First known to have been performed on stage in February 1916, Vince Courtney's 'Why Me Brother Stayed at Home' was possibly a response to one of Tom Skeyhill's poems written during his time at Gallipoli. Skeyhill dedicates 'Me Brother Wot Stayed at 'Ome' to the 'Coldfooted Cobbers' who managed to shirk their military duty while he and others like him spend their days suffering and dying in the trenches.

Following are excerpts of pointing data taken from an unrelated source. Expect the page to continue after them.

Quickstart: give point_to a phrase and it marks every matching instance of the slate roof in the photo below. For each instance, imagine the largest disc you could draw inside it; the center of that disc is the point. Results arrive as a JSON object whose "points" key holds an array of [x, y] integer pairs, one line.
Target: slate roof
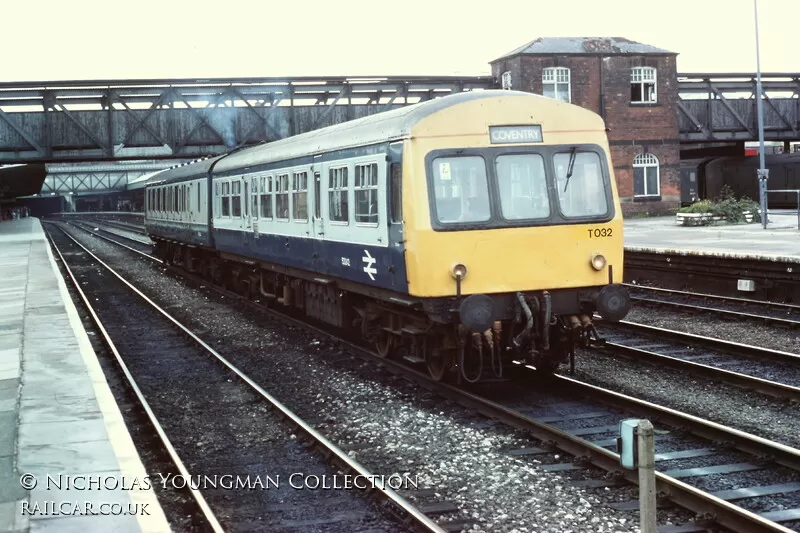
{"points": [[585, 45]]}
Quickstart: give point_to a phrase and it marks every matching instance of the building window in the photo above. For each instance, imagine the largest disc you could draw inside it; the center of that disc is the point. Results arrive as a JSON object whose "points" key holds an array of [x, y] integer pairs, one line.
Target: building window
{"points": [[555, 83], [337, 195], [506, 80], [643, 85], [366, 187], [645, 175], [300, 196], [265, 188]]}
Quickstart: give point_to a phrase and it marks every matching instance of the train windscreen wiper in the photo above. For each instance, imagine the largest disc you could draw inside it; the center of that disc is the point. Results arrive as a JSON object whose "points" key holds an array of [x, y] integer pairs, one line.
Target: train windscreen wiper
{"points": [[570, 166]]}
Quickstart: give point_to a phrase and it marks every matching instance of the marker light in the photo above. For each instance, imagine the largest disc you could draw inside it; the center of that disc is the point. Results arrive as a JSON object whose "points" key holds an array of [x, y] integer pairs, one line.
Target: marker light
{"points": [[598, 262], [459, 272]]}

A Theatre Magazine review of Courtney's appearance at Harry Clay's (q.v.) Bridge Theatre in February 1916 records:
'Mr Courtney - in the first half, and again in the second - sang patriotic songs of his own composition, clearly and nicely. His first number had a fine swing in it; and in the second half he spiritedly defended "Me Brother Wot Stayed at Home" - the point being that family obligations, in many cases, prevented some of the sons from going to the front' (March 1916, p.45).

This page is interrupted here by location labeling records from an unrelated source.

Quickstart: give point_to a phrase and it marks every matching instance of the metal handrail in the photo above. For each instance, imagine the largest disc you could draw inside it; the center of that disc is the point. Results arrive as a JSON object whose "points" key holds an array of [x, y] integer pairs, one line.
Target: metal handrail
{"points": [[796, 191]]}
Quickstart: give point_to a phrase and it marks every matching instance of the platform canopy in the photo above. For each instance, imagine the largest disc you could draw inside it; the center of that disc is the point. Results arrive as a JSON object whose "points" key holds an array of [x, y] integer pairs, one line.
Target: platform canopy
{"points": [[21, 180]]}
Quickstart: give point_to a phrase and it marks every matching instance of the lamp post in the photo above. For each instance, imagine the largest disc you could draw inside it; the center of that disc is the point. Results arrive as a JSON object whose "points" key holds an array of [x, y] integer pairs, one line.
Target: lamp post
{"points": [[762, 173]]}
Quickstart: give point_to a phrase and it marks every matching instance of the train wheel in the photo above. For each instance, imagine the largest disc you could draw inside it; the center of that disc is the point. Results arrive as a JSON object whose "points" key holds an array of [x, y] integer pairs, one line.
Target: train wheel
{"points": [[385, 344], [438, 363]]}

Australian Variety published the lyrics only.
Although 'Me Brother Wot Stayed at 'Ome' appears in Skeyhill's 1916 collection of poetry, Soldier Songs from ANZAC, it was first published individually in 1915. Skeyhill's 'Acknowledgments' section records that that the poem had previously been published 'in the leading Australasian, British and Egyptian newspapers', and had been one of several poems published in the Egyptian Mail.